The evening drifted on and Trish and Jason chatted to one another in hushed tones, perhaps reconciling whatever problems existed between them. Eventually they grew silent, falling asleep to leave Sarah alone with her thoughts, the small orb placed before her. She reached out a hand to caress its surface, her touch lingering for a moment before she withdrew it.
Her eyes drooped closed, her breathing becoming steady and relaxed as sleep took her. In her dreams images of the map returned to haunt her and the smell of the nearby campfire induced the nightmare that still lurked in the recesses of her mind. Deeper and deeper she fell, down into a darkness that refused to relinquish her from its eternal embrace.

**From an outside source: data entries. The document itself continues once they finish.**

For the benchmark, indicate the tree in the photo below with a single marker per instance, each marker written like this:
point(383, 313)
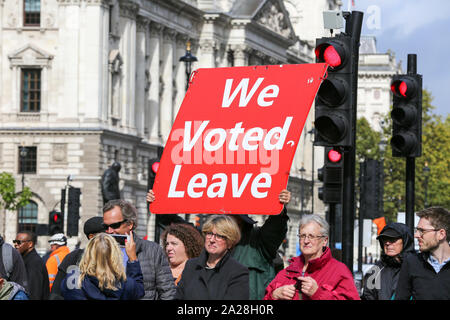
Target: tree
point(435, 151)
point(9, 199)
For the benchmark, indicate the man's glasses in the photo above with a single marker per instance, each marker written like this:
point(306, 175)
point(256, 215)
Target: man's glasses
point(19, 242)
point(421, 231)
point(115, 225)
point(309, 236)
point(209, 235)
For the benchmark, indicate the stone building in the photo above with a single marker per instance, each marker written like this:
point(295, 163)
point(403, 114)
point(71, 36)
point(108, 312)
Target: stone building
point(84, 83)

Fire blossomed into being, the torment once again taking hold, her mother’s dying cries searing pain into her soul.
Epilogue
‘Where are we again,’ Jason asked, ‘west or north of the USSB?’
‘South,’ Sarah said, surveying the scene ahead with her Deep Reach helmet’s visor, Trish and Jason by her side.
‘This place is friggin’ awesome,’ he said, marvelling at the ancient crumbling ruins that surrounded them, the immense vestiges of the Anakim’s long hidden legacy undeniable in their timeless majesty.
Sarah pressed another button on her helmet. ‘You’re not wrong.’
Trish was similarly awestruck. ‘I can’t believe what I’m seeing.’
‘Believe it, and this is only the beginning, a tiny fraction of what’s still to be explored.’
Jason shook his head. ‘Fantastic.’
‘We should get moving,’ Sarah told them, ‘otherwise we’ll never get to those Anakim transportation devices.’
‘Two days in,’ Trish said, ‘two weeks to go.’
‘It’s like death by chocolate,’ Jason said, ‘but this is death by archaeological architecture.’
‘Come on.’ Sarah moved off into the vast chamber ahead, its every surface bristling with weird and wonderful structures of millennia past.